By Rev. Carroll Morony
“They devoted themselves to the apostles’ teaching and fellowship, to the breaking of bread and the prayers.” (Acts 2:42 NRSV)
“Day by day the Lord added to their number those who were being saved.” (Acts 2:47b NRSV)
Before I finished my studies for the ministry, I was doing an internship with a well-experienced, wise pastor. One day he said to me, “If someone could just figure out the key to motivating people, they would get rich.” The comment was more to reflect the struggles all pastors (leaders) have to motivate their group or congregation. This was in 1968. Well, you and I are aware of a lot of motivational speakers over the years who have gotten rich off their audiences. But the question of what truly motivates a person or a group still remains.
Fast forward to earlier this summer. I was watching an episode of “Broncos Country” on TV which always had interesting stories about players present and past, and other interesting football trivia about the team. This particular program featured a Behavioral Psychologist, by the name of Dr. Rick Perea who spoke about motivation as related to football players, especially at the higher levels of play (college and professional). What he had to say really resonated, and it was clear he knew what he was talking about from wide experience working directly with players and teams, not just from theory. This is, in essence, is what he had to say.
There are basically only two kinds of motivation: intrinsic (that which comes from inside a person), and Extrinsic (that which comes from outside a person). The key to real, long-term motivation is the kind that comes from within a person. The external kind of motivation is effective for a while, but will not last. Case in point. A new pro player may be motivated by the external things like the salary, the coach, the team, the excitement of it all, and these will be effective – for a while. But they will not last. The great players and even the good ones discover the motivation that comes from within them to perform at their highest level, and believe it or not, it has nothing to do with their salary or other external factors.
The key to motivation, Dr. Perea, said is to reward the process, not the outcome (like wins or grades). Focusing on the right process will eventually produce successful outcomes. We are not talking about a “magic bullet” here (if we just had the “right coach”,” the right QB”, “the right pastor”, “the right youth leader”, etc., etc., etc.). In football, he said, the right process is focusing on technical skills and improving them, and in the process, giving it FULL EFFORT, WITH A GREAT ATTITUDE, AND GREAT ENERGY.
The lesson here for the church is pretty straight forward. External motivation is keyed to statistics: more people in church, higher giving, a better program, and so forth. This misses the point because it removes the focus from my own self to other things or other people as the answer to our struggles. Only when we begin to focus our own personal attention and energy on the process within our own congregation and look deep inside ourselves to see if “I” am giving it “my” FULL EFFORT, WITH A GREAT ATTITUDE, AND GREAT ENERGY, can we ever expect to see the positive outcomes and growth for our church that we desire.

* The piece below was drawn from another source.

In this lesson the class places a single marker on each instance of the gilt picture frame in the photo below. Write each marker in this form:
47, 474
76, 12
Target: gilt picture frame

The New Testament makes this point very clear. It is only when we are focused on the various spiritual disciplines, our life in Christ together, and the nitty-gritty stuff we are to be doing day in and day out with the right attitude and internal motivation that we will begin to see positive outcomes. Scripture is absolutely clear: the outcomes are God’s, not ours. It is God who gives the growth (appropriate to US, NOT to some other church!) when we are properly focused from within ourselves on the process, on the details of our life together in Christ, to do and to give the very best we can simply because we want to and because we believe in it.